If adding logs changes the behavior, treat that as evidence of a timing, lifecycle, or concurrency problem.

Gotchas

What happenedRule
Patched client pane instead of local paneTrace the execution path backward before touching any file
MCP not loading, switched tools instead of diagnosingCheck server status, API key, config before switching methods
Orchestrator said RUNNING but TTS vendor was misconfiguredIn multi-stage pipelines, test each stage in isolation
Race condition diagnosed as a stale-state bugFor timing-sensitive issues, inspect event timestamps and ordering before state
Added logs everywhere and still could not explain the bugRewrite each log as a yes/no question. Delete logs that do not rule a hypothesis in or out
Reproduced locally but failed in CIAlign the environment first (runtime version, env vars, timezone), then chase the code
Stack trace points deep into a libraryWalk back 3 frames into your own code; the bug is almost always there, not in the dependency
Worked when launched from app, broke when opened via file association / drag-drop / deep link / external proxyReproduce using the exact entry point the user described. App-internal init differs from cold-launch-with-file init; state may not be ready when the document arrives.

Outcome

Success Format

Root cause:        [what was wrong, file:line]
Fix:               [what changed, file:line]
Confirmed:         [evidence or test that proves the fix]
Tests:             [pass/fail count, regression test location]
Regression guard:  [test file:line] or [none, reason]

Status: resolved, resolved with caveats (state them), or blocked (state what is unknown).

Regression guard rule: for any bug that recurred or was previously "fixed", the fix is not done until:

  1. A regression test exists that fails on the unfixed code and passes on the fixed code.
  2. The test lives in the project's test suite, not a temporary file.
  3. The commit message states why the bug recurred and why this fix prevents it.

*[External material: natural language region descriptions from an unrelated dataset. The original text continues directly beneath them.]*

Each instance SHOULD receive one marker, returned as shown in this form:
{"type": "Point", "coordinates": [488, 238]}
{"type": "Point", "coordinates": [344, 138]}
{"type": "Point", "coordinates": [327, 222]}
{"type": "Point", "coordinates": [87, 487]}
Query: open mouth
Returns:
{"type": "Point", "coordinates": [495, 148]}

Handoff Format (after 3 failed hypotheses)

Symptom:
[Original error description, one sentence]

Hypotheses Tested:
1. [Hypothesis 1] → [Test method] → [Result: ruled out because...]
2. [Hypothesis 2] → [Test method] → [Result: ruled out because...]
3. [Hypothesis 3] → [Test method] → [Result: ruled out because...]

Evidence Collected:
- [Log snippets / stack traces / file content]
- [Reproduction steps]
- [Environment info: versions, config, runtime]

Ruled Out:
- [Root causes that have been eliminated]

Unknowns:
- [What is still unclear]
- [What information is missing]

Suggested Next Steps:
1. [Next investigation direction]
2. [External tools or permissions that may be needed]
3. [Additional context the user should provide]

Status: blocked

Rendering Bug Mode

Activate when: "PDF looks wrong", "page break issue", "font not rendering", broken PDF output, or print layout wrong.

Load references/rendering-debug.md for the full diagnosis checklist (WeasyPrint quirks, font loading, page overflow, browser print CSS). Static analysis first, then reproduce if needed.

IME / Unicode Issues

For input method, character rendering, or text encoding bugs (IME state, cursor drift, emoji splitting, composition events), check references/ime-unicode.md first before forming a hypothesis.